Я открыл глаза. Вокруг все изменилось. Кафе стало намного меньше. Или мне это уже кажется? Я снова огляделся. Все те же стены, те же окна, но, здесь стало заметно темнее, хотя теперь над нашими головами тускло горят лампы, на которые до этого я, наверное, просто не обратил внимание. Но, куда делись посетители? Я не заметил, как опустело кафе. Нет ни мужчины с газетой, ни девушки с маленьким мальчиком, пропали официантки, и, даже кот, дремавший на стуле, куда-то исчез.

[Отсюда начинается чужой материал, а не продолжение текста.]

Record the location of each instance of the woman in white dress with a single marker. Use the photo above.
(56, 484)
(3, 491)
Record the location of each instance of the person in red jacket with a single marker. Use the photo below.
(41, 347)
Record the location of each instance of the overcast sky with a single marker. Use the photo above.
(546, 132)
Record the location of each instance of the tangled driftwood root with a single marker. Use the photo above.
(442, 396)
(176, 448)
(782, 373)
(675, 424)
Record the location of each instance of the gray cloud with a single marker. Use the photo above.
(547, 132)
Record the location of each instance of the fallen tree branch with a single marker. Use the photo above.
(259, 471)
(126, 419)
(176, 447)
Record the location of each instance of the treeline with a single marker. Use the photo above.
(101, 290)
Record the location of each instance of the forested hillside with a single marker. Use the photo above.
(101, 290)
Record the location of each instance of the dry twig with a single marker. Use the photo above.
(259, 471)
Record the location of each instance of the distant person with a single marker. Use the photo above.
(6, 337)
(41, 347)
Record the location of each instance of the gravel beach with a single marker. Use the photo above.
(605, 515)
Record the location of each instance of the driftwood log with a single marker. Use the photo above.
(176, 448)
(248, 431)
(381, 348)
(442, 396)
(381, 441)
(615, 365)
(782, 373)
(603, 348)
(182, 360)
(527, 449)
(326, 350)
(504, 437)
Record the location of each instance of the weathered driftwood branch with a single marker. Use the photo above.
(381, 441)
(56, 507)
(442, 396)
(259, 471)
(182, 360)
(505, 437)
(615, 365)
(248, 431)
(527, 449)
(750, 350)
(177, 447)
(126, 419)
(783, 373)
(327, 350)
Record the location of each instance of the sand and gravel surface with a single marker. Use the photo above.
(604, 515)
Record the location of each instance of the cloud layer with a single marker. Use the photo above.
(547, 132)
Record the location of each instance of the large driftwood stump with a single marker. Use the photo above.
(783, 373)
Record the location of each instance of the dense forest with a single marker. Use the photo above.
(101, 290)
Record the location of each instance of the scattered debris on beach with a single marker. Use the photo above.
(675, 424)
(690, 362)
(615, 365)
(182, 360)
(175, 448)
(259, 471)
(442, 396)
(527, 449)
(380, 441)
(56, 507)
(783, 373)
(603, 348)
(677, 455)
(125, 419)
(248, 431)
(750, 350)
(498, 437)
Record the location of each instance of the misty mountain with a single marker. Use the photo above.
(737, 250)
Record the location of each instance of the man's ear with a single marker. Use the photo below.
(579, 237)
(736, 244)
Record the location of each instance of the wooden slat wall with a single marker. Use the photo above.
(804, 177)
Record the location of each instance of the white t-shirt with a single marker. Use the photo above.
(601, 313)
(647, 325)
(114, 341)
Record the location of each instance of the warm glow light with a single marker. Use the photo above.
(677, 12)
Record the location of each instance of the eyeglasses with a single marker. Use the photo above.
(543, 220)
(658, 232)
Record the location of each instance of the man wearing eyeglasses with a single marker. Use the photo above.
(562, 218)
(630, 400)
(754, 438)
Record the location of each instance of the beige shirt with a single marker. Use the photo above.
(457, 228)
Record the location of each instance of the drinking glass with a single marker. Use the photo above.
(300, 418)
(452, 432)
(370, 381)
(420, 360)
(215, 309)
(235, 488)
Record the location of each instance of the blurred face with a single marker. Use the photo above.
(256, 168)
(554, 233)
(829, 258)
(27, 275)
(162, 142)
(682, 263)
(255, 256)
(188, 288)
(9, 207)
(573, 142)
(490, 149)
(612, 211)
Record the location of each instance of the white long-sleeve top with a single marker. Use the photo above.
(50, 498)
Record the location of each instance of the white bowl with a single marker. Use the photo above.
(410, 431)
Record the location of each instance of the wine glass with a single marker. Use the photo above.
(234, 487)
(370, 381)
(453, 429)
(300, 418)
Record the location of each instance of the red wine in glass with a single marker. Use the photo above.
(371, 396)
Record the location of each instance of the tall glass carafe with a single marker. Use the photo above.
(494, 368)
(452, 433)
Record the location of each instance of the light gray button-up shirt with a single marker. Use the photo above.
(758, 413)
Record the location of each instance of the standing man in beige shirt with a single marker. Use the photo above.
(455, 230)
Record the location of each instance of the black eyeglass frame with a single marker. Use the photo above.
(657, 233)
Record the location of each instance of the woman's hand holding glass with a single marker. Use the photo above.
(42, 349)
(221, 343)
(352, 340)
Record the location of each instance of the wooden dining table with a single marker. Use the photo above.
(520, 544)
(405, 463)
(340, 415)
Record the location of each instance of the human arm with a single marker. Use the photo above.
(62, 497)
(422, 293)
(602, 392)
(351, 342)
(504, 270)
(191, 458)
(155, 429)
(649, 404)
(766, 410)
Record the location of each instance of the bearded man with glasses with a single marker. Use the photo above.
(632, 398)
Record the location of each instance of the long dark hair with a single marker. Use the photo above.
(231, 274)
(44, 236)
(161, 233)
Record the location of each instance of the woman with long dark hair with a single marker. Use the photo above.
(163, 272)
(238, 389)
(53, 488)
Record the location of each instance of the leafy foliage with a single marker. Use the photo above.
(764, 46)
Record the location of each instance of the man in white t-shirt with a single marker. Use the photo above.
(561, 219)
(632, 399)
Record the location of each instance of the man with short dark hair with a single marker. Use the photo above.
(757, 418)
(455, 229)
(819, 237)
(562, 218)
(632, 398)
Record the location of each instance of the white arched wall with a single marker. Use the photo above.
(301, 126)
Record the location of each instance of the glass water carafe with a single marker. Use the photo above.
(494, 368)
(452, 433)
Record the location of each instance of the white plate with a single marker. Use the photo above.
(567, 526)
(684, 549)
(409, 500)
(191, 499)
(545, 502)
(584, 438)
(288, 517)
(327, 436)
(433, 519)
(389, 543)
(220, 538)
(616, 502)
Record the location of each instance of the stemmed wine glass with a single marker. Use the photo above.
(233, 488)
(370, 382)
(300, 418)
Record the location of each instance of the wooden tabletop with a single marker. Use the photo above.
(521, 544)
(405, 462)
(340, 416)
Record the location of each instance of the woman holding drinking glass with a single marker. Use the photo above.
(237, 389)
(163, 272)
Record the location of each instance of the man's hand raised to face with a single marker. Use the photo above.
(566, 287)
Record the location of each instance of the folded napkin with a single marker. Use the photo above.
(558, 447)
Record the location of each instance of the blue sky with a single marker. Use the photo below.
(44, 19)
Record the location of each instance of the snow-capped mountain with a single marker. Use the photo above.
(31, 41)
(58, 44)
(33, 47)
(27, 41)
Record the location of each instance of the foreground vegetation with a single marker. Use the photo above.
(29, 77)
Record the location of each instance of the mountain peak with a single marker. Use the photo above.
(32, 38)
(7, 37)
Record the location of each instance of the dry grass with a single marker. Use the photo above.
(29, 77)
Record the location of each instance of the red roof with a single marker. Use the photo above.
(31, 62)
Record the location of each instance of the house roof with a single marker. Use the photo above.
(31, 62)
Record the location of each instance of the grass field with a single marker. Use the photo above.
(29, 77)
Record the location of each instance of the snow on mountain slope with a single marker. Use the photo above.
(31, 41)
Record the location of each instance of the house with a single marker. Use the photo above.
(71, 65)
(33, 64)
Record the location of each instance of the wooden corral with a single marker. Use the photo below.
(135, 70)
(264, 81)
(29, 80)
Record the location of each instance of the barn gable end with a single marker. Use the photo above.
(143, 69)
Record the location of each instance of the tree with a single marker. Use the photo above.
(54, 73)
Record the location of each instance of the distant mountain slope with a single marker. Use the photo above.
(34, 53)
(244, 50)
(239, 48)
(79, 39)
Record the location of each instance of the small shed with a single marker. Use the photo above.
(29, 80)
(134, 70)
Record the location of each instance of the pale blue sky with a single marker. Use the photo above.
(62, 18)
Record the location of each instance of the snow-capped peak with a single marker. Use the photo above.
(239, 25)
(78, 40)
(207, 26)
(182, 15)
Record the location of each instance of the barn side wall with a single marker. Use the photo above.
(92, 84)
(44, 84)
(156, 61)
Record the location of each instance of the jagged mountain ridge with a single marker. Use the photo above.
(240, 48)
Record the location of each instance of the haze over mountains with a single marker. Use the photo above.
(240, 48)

Зато музыка, доносившаяся из радиоприемника, звучит намного громче. Теперь она не прерывается помехами, а только противно шипит, словно играет старый, виниловый проигрыватель. Я прислушался. Кажется, играет что-то еще довоенное, и, от этой музыки у меня начинает болеть голова. Тут же я вспомнил слова профессора о том, что я сильно ударился.
А, что если это правда? Что если я действительно ударился головой? Поэтому я ничего не помню, поэтому я был в больнице, и там познакомился с этим человеком, а сейчас он решил подшутить надо мной. И снова я слышу его тяжелый голос в своей голове.
«Роман Сергеевич, вы умерли сегодня утром».
Почему эти слова так задели меня? Нет, они не могут быть правдой. Не верю! Не верю! Я хочу закричать. Мне становится дурно, стены начинают давить, даже этот тусклый свет режет мне глаза. Я чувствую, как головная боль усиливается. Мне нужен глоток свежего воздуха.
Я посмотрел на Михаила Федоровича.
– Я должен идти, – как можно спокойнее сказал я.
– Куда? – как-то безучастно поинтересовался человек напротив.
– Простите, простите, я спешу, – внутренняя истерия, кажется, переходит и на мою речь. Головная боль усиливается.
«Выход».
Вот он путь к отступлению. Неестественно ярко горящий, спасительный маяк над входной дверью, и, я иду к нему, как корабль во время шторма.
Я не помню, как встал из-за стола и прошел половину зала. Мысли. Я не попрощался со своим собеседником. Нет, я спешу, спешу…
– Спешить больше некуда Роман Сергеевич, неужели вы этого еще не поняли? – монотонный голос Михаила Федоровича хоть и настиг меня у самого выхода, но остановить уже не смог.
Все свои двадцать семь лет жизни я прожил в Санкт-Петербурге. Я знаю его улицы, небо, погоду, запахи. Я люблю свой город, и, он всегда отвечал мне взаимностью. Всегда? Только не сегодня. И, дело тут вовсе ни в странном собеседнике, ни в том, что я не помню сегодняшнее утро, дело в том, что выйдя на улицу, я не узнал свой город. Нет, нет, это Питер. Однозначно. Но, что-то в нем поменялось. Словно зверь, оказавшийся на чужой территории, я стараюсь поймать каждую деталь окружающего меня города, и первое, что меня поразило – это воздух. Это смесь запахов, я бы сказал ароматов: легких, утренних, свежих, несвойственных большому городу.